Special to The Seattle Times
Imagine that one day, you get a knock on the door. The person at your door says you are being kicked out of your home. There is nothing you can do about it.
Or, imagine that you fall and hurt yourself. You go to the emergency room. The doctor keeps you in the hospital for a few days. When you are fit for release, you are informed that your home is no longer available to you. Now imagine these scenarios happening to someone who is elderly. Or someone who is much younger but has a traumatic brain injury due to an accident. Or someone who has advanced dementia or Alzheimer’s disease.
As the Washington State Long-Term Care Ombuds, I get calls from people like this on a weekly basis — people who are being evicted from long-term care facilities. I also get calls from hospitals asking for help because a long-term care home “dumped” a resident in the emergency room and won’t take the person back. In Washington, “long-term care facility” usually means a nursing home, assisted living facility or adult family home. Washington is a leader in the nation when it comes to giving people more choices than expensive nursing homes when they need long-term care.
However, protections of the landlord-tenant act do not apply to the nearly 60,000 long-term care residents who live in assisted living or adult family homes. The “fair hearing” rights — the federal rights granted to nursing home residents — do not apply to them. This is the unfortunate state of our law even if the person has been living in their care facility — their home — and making their monthly payments for years. There are six legal reasons a resident can be evicted from an assisted living facility or an adult family home. But those evictions are not subject to independent review before the resident is forced out. Residents lack the legal right to appeal the decision of the facility.
Without the right to appeal, there is no accountability to the law, and it makes it easy to abuse the most vulnerable and frail in our communities. To evict a long-term care resident into homelessness, without any access whatsoever to any legal process to protect their rights, should be unthinkable.

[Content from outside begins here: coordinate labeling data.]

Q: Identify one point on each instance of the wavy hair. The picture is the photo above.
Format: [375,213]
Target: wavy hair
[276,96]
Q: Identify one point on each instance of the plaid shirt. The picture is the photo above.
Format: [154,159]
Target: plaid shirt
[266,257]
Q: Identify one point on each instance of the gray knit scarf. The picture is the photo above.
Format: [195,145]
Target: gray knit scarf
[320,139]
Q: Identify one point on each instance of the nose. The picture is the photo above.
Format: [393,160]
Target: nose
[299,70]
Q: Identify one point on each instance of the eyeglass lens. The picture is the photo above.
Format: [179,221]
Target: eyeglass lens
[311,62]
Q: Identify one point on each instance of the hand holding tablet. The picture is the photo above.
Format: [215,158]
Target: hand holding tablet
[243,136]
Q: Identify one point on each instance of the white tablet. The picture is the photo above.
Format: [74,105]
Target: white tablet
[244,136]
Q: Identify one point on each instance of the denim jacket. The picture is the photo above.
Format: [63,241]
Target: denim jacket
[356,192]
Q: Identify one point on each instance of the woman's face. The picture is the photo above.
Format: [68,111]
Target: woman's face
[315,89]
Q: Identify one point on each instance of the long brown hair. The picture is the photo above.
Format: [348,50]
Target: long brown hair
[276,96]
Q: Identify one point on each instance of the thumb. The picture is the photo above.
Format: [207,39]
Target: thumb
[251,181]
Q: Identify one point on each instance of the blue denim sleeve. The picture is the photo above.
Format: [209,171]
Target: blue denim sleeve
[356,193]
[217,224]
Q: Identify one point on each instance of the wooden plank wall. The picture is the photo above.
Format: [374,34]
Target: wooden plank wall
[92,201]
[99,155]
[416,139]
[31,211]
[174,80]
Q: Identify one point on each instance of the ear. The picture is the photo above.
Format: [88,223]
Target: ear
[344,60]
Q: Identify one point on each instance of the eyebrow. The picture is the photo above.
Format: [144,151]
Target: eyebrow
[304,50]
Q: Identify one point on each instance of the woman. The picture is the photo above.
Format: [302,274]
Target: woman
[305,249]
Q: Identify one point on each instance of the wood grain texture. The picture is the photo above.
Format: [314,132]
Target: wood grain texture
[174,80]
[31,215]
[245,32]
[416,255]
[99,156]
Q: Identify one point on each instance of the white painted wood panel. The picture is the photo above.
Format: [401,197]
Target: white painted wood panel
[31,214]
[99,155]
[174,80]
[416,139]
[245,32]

So who checks to make sure the reason is lawful? Who listens to the details and determines which side is “right” — the party that initiated the eviction or the party being evicted? In most cases, no one does. The person being evicted feels defeated, scared, unsure of their rights, and believes they have no option other than to leave. Even if they have no place to go. Had they been living in a nursing home, they would have much greater rights. But because they chose a “community-based” setting, a more homelike environment, they do not have these rights. This choice made by thousands of long-term care residents over the last 30 years has saved the federal government and taxpayers millions of dollars.
How can this be fixed? All residents of long-term care settings deserve to have the same “fair hearing” rights that nursing home residents have. House Bill 1859, a bill sponsored by Rep. Tarra Simmons, would provide residents in all licensed long-term care settings with a pathway to obtain a legal review when they are evicted. The protection of an appeal process won’t guarantee the resident will win, but it will give all sides their “day in court.”
The greatest gift Washington state legislators can give our most vulnerable family members, friends and neighbors who live in long-term care homes is access to due process, and the peace of mind, safety and stability that comes with it.
Patricia Hunter is the state long-term care ombuds and manages the nonprofit Washington State Long-Term Care Ombudsman Program, which is operated by the Multi-Service Center in Federal Way.